Cleveland Fed President Loretta Mester said in an interview on CNBC that interest rates in the United States have not yet reached restrictive territory and that the Fed has not yet reached a point where it should consider suspending rate hikes.

St. Louis Fed President James Bullard has defended the Fed against claims that its policy of aggressive interest rate hikes is creating impossible conditions for foreign central banks.
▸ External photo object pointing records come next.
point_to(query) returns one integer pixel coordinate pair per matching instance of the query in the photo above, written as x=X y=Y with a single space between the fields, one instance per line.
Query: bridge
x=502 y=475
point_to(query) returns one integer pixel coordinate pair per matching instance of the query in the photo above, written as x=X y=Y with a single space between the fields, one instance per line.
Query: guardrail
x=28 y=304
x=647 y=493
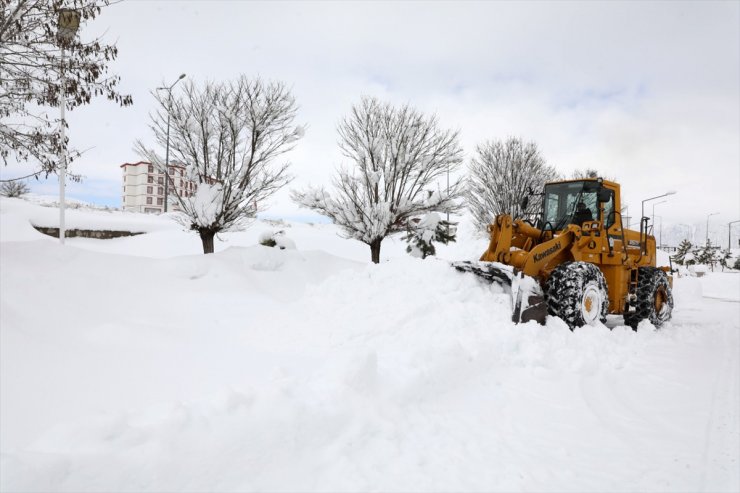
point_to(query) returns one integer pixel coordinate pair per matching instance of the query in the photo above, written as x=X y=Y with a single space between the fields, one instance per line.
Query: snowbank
x=132 y=364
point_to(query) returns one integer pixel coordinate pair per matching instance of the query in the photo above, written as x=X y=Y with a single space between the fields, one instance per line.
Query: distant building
x=143 y=187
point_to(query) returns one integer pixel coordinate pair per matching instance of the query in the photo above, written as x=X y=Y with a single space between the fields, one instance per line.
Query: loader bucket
x=527 y=299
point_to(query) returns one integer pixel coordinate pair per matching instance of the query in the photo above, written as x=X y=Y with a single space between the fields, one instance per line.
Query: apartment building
x=143 y=187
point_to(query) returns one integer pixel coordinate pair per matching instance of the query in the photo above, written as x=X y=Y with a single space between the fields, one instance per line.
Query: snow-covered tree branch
x=228 y=136
x=397 y=155
x=501 y=175
x=31 y=72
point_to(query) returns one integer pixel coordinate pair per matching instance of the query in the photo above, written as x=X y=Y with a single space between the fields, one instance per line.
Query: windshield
x=570 y=203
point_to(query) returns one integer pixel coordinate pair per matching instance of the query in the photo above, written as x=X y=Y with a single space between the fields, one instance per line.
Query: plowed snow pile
x=258 y=369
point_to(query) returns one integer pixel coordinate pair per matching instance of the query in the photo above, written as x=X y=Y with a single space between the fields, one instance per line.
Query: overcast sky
x=645 y=92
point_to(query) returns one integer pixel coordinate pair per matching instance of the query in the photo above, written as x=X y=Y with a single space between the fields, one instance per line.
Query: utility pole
x=68 y=23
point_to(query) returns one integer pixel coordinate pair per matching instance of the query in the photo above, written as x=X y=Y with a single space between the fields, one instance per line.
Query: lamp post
x=167 y=147
x=708 y=216
x=68 y=22
x=729 y=233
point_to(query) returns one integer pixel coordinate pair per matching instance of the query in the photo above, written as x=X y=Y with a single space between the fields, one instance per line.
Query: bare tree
x=501 y=175
x=398 y=155
x=227 y=135
x=30 y=72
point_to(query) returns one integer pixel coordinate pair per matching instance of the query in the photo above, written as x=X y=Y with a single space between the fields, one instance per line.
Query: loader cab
x=572 y=202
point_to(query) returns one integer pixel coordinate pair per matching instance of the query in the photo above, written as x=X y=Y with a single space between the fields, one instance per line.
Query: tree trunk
x=206 y=236
x=375 y=250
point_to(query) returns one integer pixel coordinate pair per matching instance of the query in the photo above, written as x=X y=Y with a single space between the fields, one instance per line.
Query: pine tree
x=683 y=249
x=724 y=258
x=422 y=232
x=706 y=255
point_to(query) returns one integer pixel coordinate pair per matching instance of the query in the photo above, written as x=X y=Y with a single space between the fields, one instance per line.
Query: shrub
x=14 y=188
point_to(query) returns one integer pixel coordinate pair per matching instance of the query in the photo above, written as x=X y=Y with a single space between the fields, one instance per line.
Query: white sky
x=645 y=92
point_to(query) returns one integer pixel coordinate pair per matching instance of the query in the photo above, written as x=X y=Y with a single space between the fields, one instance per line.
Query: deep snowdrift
x=265 y=369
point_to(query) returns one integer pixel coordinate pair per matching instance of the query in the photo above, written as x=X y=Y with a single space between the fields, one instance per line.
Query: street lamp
x=729 y=233
x=68 y=22
x=708 y=215
x=167 y=147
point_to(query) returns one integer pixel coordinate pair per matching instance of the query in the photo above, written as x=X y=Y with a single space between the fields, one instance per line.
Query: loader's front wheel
x=577 y=293
x=654 y=298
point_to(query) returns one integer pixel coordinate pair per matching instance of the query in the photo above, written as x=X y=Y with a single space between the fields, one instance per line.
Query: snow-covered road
x=256 y=369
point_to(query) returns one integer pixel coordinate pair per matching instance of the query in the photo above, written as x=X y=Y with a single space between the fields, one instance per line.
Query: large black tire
x=654 y=298
x=577 y=293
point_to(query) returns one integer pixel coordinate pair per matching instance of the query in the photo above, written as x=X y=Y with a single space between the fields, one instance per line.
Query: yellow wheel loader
x=576 y=260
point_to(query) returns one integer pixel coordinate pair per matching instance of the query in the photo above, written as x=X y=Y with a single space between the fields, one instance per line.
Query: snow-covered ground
x=139 y=364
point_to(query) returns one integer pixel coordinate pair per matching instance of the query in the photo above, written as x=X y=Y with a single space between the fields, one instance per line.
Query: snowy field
x=139 y=364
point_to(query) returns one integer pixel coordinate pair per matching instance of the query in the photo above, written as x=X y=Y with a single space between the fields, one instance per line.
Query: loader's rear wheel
x=654 y=298
x=577 y=293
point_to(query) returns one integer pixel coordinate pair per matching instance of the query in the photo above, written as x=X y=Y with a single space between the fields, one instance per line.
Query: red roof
x=147 y=163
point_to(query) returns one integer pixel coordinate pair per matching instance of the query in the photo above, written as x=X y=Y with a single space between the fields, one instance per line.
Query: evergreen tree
x=683 y=249
x=706 y=255
x=422 y=232
x=724 y=258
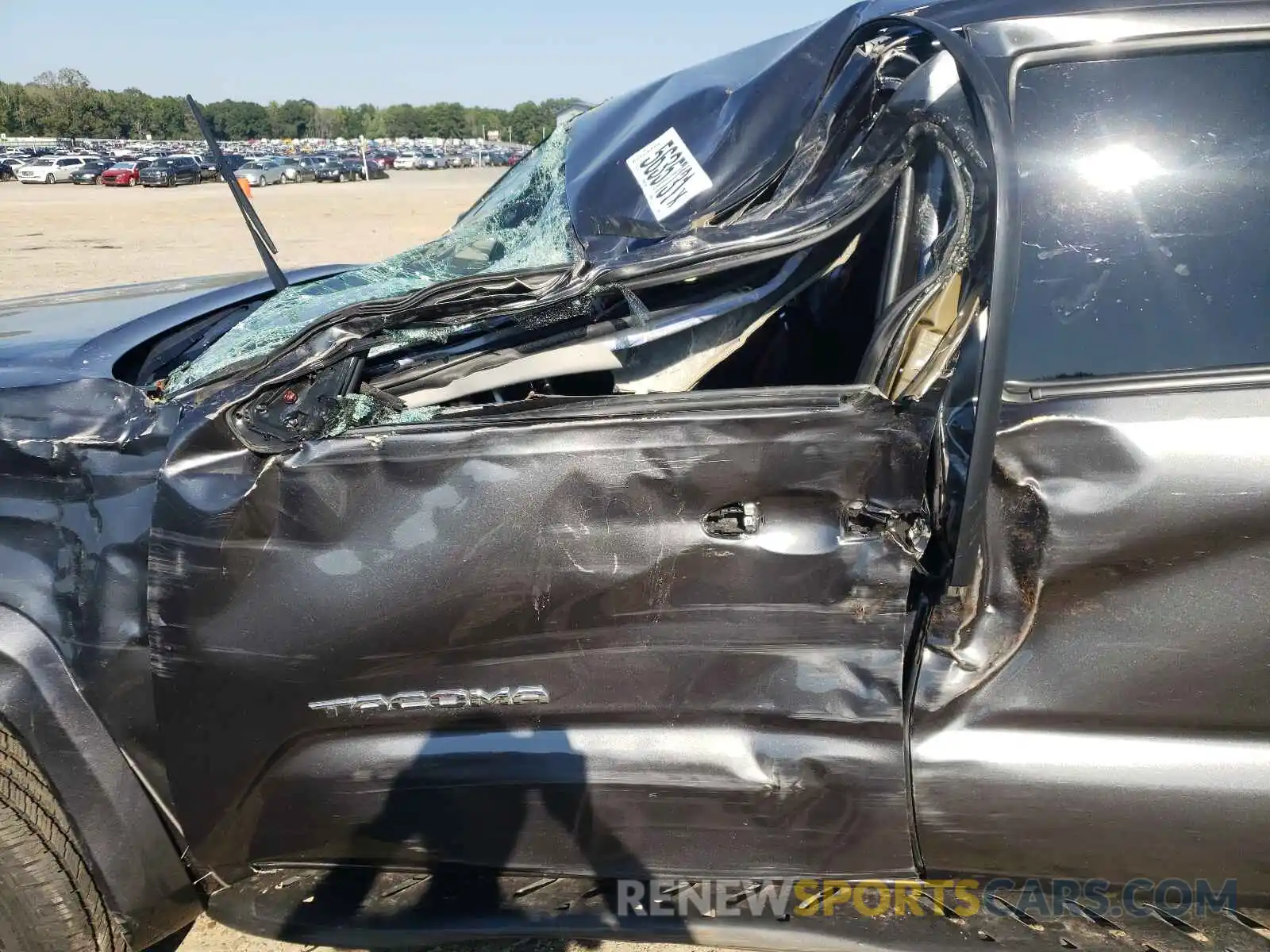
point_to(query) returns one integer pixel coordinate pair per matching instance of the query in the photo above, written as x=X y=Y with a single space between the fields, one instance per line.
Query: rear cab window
x=1146 y=215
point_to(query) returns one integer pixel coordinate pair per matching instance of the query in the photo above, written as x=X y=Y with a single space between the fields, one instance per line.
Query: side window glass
x=1146 y=215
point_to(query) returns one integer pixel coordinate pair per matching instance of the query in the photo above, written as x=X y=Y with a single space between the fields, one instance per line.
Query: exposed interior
x=873 y=305
x=882 y=298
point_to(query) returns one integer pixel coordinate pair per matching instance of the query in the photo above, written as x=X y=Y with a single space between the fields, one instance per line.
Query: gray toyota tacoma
x=819 y=501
See: Fed rate hikes didn’t surprise foreign central banks, Bullard says

San Francisco Fed President Mary Daly was scheduled to speak at an event at 4:45 p.m. ET.

Actions in the spotlight
  • Starbucks Corp.
    shares fell 1.2% after the company announced on Wednesday that it increased its quarterly dividend to 53 cents per share.

  • Carmax inc.
    Shares fell 23.7%, making it the S&P 500’s worst performer, following weak earnings and a warning about falling consumer demand for discretionary buying.

  • General Motors Co.
    and Tesla Inc.
    also fell in tandem with Carmax as the company’s consumer spending warning weighed on automakers and their suppliers.

  • Inc.
    Shares fell 3.7% after the company announced plans to raise employee pay.

  • Bed Bath and Beyond Inc.
    fell 6.5% on Thursday, after the home goods retailer announced a much larger than expected budget loss in the second quarterbut showed that “accelerated markdowns” had helped improve excess inventory.

— Joseph Adinolfi and Jamie Chisholm contributed to this article.